Une diminution de l’adhésion à VCAM-1 et à la fibronectine in vitro a été rapportée après traitement par l’ibrutinib, alors qu’aucune diminution significative du CD49d ou du CD29 n’a été mise en évidence. Il est néanmoins à noter que l’activation de la PKC, via une stimulation par le PMA, permet de restaurer l’adhésion par l’intermédiaire d’un mécanisme dépendant de VLA-4 (184, 185). Une autre étude récente a récemment démontré une capacité d’activation de VLA-4 après stimulation du BCR in vitro, dépendante de PI3K mais indépendante de Btk et persistant sous traitement par ibrutinib. Les données issues de 3 cohortes de patients traités par ibrutinib confirment que l’expression du CD49d est corrélée à une lymphocytose sanguine induite par l’ibrutinib et une fonte ganglionnaire inférieures, ainsi qu’à une survie sans progression plus courte (187).
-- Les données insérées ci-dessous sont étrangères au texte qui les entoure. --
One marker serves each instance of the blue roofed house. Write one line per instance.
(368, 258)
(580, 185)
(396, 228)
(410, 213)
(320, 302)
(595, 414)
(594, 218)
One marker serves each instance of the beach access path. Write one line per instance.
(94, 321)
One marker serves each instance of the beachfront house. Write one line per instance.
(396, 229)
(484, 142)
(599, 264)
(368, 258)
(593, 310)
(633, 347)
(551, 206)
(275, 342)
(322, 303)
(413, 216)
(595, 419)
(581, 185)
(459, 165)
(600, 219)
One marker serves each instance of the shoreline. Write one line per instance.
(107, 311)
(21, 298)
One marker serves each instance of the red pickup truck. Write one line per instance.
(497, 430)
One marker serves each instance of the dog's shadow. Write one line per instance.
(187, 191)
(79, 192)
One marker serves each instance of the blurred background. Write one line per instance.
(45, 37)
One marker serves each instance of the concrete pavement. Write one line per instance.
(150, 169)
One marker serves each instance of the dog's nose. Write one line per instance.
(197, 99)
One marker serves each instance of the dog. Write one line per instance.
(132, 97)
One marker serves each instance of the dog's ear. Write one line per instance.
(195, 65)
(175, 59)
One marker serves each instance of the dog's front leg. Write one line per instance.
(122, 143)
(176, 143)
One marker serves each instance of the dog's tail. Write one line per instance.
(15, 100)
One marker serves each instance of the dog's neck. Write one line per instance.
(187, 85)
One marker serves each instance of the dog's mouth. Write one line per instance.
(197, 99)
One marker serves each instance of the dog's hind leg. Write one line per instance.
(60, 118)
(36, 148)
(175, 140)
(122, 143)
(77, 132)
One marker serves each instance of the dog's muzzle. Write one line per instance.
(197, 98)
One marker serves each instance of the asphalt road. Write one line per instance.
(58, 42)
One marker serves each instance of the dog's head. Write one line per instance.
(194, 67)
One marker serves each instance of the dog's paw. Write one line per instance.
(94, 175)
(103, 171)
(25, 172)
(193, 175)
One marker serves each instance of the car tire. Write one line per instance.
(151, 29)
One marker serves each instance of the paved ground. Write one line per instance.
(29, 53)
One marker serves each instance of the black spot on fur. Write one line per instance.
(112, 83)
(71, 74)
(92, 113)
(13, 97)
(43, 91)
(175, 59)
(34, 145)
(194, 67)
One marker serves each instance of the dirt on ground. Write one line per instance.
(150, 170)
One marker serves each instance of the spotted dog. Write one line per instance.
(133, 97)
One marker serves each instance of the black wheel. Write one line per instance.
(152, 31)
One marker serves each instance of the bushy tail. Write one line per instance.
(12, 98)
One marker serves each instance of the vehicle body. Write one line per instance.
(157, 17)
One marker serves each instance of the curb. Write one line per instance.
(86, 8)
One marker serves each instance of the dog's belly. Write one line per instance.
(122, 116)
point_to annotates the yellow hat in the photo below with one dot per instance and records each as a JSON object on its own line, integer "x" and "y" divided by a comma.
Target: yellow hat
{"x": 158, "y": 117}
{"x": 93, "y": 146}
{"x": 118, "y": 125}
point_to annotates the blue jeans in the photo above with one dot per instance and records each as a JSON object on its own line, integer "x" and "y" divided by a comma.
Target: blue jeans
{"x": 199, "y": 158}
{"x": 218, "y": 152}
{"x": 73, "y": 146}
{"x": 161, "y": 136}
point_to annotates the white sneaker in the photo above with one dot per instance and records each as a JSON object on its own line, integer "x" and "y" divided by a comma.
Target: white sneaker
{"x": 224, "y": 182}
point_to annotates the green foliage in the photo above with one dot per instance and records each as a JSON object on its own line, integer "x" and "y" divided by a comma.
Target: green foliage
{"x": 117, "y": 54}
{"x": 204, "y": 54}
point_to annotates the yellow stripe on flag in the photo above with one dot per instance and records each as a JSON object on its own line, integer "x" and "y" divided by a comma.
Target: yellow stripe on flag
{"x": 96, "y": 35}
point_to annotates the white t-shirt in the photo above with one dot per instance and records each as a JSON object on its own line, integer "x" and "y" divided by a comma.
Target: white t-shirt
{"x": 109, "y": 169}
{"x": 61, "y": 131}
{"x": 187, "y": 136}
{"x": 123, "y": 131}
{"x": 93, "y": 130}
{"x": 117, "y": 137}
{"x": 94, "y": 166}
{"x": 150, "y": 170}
Enfin, une augmentation de l’expression du S1PR a été mise en évidence sous ibrutinib, favorisant la sortie des LB-LLC du ganglion (186). 7.3.3 Impact de l’ibrutinib sur les lymphocytes T L’inhibition d’ITK par l’ibrutinib suggère l’existence d’un impact direct de cette drogue sur les lymphocytes T et l’induction d’une polarisation Th1 des LT CD4+. En effet, ITK joue un rôle

primordial dans la propagation du signal du récepteur des lymphocytes T (TCR) dans les lymphocytes Th2, alors qu’il ne joue qu’un rôle accessoire dans les lymphocytes Th1 ; la signalisation du TCR passant principalement par RLK dans les Th1. Cette polarisation Th1, dont l’effet anti-tumoral pourrait s’ajouter à celui lié à l’inhibition de Btk dans les cellules tumorales, a principalement été démontrée dans plusieurs modèles murins (188, 189). Plusieurs équipes ont analysé l’évolution de la répartition des différentes sous-populations lymphocytaires T sous ibrutinib. Si trois études ont rapporté une diminution des

lymphocytes T CD4+ et CD8+ en cours de traitement par ibrutinib (190-192), une troisième

étude diverge sur ce point (193). Une diminution du nombre absolu de Treg est retrouvée de façon inconstante sous ibrutinib, mais deux études s’accordent sur le fait que le ratio

Treg/CD4+ diminue en cours de traitement (192, 193). Une diminution du répertoire Th17,

possiblement médiée par ITK, a également été décrite (190). L’analyse de la diversité du répertoire lymphocytaire T par séquençage de dernière génération a mis en évidence l’existence d’un répertoire T restreint chez les patients progressifs, ainsi qu’une augmentation de la diversité de ce répertoire après un an de traitement par ibrutinib (191). Par ailleurs, toutes les études s’accordent sur l’existence d’une diminution significative de

l’expression de PD1 par les lymphocytes T CD4+ et CD8+ et donc du phénomène

d’épuisement lymphocytaire (190, 191, 193, 194). De façon concomitante, une diminution de l’expression de PD1-L par les lymphocytes B de LLC a été démontrée, et serait secondaire à l’inhibition de la phosphorylation de STAT3 (194). Une diminution de l’expression de CTLA- 4, autre marqueur d’épuisement des lymphocytes T, a également été constatée sous ibrutinib (193).